Attendance of Observers

  Giles Hogben ENISA

Membership Status Changes

  Charles Knouse HP - Granted membership 9/6/2007
  Jeff Hodges NeuStar - Granted voting status after 9/11/2007 call
  Ari Kermaier Oracle - Granted voting status after 9/11/2007 call
  Prateek Mishra Oracle - Lost voting status after 9/11/2007 call
  Peter Davis NeuStar - Lost voting status after 9/11/2007 call
  George Fletcher AOL - Lost voting status after 9/11/2007 call
  Abbie Barbir Nortel - Lost voting status after 9/25/2007 call
  Carolina Canales-Valenzuela Ericsson - Lost voting status after 9/25/2007 call

> Need a volunteer to take minutes

Tom Scavo volunteered to take minutes.

> 1. Approve minutes from September 11
> http://lists.oasis-open.org/archives/security-services/200709/msg00020.html

Minutes unanimously approved with the modification noted in the above message.

> 2. Administrative
> 2.1 ESOE Beta 1 -- Enterprise Sign On Engine
> http://lists.oasis-open.org/archives/security-services/200709/msg00025.html

The above announcement is FYI.  Note that ESOE is not an Internet2 project:


> 3. Document Status
> 3.1 Docs on their way to OS
> Metadata Profile for the OASIS Security Assertion Markup Language (SAML)
> V1.x
> & Metadata Extension for SAML V2.0 and V1.x Query Requesters
> Will go for OASIS vote in October

There will be a 15-day review period after which voting by
institutional representatives will commence.

Brian: How does one determine who is the institutional representative?
Hal: I don't know if there's an easy way to determine this, so contact
me offline and I will find out for you.

> 3.2 Docs pending public review
> Pending 15 Day Review
> *SAML V2.0 Attribute Sharing Profile for X.509 Authentication-Based
> Systems (CD 04)
> *SAMLv2.0 HTTP POST "SimpleSign" Binding (CD 02)
> The following are needed.
> 1. The dates of the original 60-day review, including a link to the
> announcement
> 2. The comment resolution log of any reported issues
> 3. A change-marked copy of the spec noting the differences from the
> version submitted for the 60-day public review.

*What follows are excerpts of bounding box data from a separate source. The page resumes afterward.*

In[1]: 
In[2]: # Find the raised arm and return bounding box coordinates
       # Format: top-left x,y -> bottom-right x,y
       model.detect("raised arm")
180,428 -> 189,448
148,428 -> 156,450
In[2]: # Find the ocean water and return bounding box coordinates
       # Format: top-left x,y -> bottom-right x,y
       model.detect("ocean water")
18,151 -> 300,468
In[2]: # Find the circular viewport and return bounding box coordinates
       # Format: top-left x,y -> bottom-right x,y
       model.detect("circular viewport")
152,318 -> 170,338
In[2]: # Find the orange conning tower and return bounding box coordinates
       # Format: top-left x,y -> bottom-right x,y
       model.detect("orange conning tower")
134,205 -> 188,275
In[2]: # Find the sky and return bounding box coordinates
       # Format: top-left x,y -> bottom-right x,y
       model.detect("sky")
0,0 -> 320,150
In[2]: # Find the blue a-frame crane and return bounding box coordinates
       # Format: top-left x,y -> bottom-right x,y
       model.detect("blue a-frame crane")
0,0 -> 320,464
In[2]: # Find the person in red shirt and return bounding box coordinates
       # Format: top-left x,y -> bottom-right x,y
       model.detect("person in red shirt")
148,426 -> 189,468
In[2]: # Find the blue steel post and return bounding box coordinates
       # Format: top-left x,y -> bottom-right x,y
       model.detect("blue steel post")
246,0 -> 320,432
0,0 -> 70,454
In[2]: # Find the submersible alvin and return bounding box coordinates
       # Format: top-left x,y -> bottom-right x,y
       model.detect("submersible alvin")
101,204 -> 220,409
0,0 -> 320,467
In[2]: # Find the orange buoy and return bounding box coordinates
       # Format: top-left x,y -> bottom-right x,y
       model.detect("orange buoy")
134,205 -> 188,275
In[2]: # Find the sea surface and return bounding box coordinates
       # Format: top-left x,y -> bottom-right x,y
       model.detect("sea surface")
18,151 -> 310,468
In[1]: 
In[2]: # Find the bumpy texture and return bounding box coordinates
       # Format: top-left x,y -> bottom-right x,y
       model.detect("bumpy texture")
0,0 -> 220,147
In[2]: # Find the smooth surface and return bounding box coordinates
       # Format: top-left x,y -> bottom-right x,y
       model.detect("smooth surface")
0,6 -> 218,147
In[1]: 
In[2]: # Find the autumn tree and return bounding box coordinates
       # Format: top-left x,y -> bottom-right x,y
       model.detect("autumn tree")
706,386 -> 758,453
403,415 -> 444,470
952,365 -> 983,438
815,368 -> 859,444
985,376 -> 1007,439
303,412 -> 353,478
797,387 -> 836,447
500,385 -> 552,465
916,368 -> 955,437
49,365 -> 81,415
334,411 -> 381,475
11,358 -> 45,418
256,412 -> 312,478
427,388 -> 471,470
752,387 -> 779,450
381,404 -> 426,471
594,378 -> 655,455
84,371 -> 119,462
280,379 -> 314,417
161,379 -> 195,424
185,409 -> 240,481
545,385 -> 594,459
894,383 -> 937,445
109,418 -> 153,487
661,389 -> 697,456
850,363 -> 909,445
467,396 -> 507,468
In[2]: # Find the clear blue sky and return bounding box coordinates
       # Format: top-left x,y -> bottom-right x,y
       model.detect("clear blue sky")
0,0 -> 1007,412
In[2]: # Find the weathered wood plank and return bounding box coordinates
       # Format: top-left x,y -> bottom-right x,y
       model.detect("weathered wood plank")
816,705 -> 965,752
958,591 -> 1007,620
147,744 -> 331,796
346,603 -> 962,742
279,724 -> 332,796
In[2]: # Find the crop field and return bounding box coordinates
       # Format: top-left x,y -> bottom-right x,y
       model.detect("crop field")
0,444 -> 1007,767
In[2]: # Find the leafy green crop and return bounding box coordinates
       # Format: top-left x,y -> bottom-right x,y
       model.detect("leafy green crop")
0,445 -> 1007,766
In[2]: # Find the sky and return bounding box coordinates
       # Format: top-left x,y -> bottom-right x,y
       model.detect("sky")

These items will be discussed in the mailing list.

Should we instead request a 60-day review of these two documents?
(This, too, will be discussed in the mailing list.)

AIs: Tom and Scott own these two documents (resp.).

> Pending 60 Day Review
> *SAML V2.0 Deployment Profiles for X.509 Subjects (CD 02)
> *Identity Provider Discovery Service Protocol and Profile (CD 02)
> Need work on conformance sections:
> SAML V2.0 Attribute Sharing Profile for X.509 Authentication-Based
> Systems - contains no conformance section
> SAMLv2.0 HTTP POST "SimpleSign" Binding - contains an inadequate
> conformance
> section:
> "A specification that is approved by the TC at the Public Review Draft,
> Committee Specification or OASIS Standard level must include a separate
> section, listing a set of numbered conformance clauses, to which any
> implementation of the specification must adhere in order to claim
> conformance to the specification (or any optional portion thereof)."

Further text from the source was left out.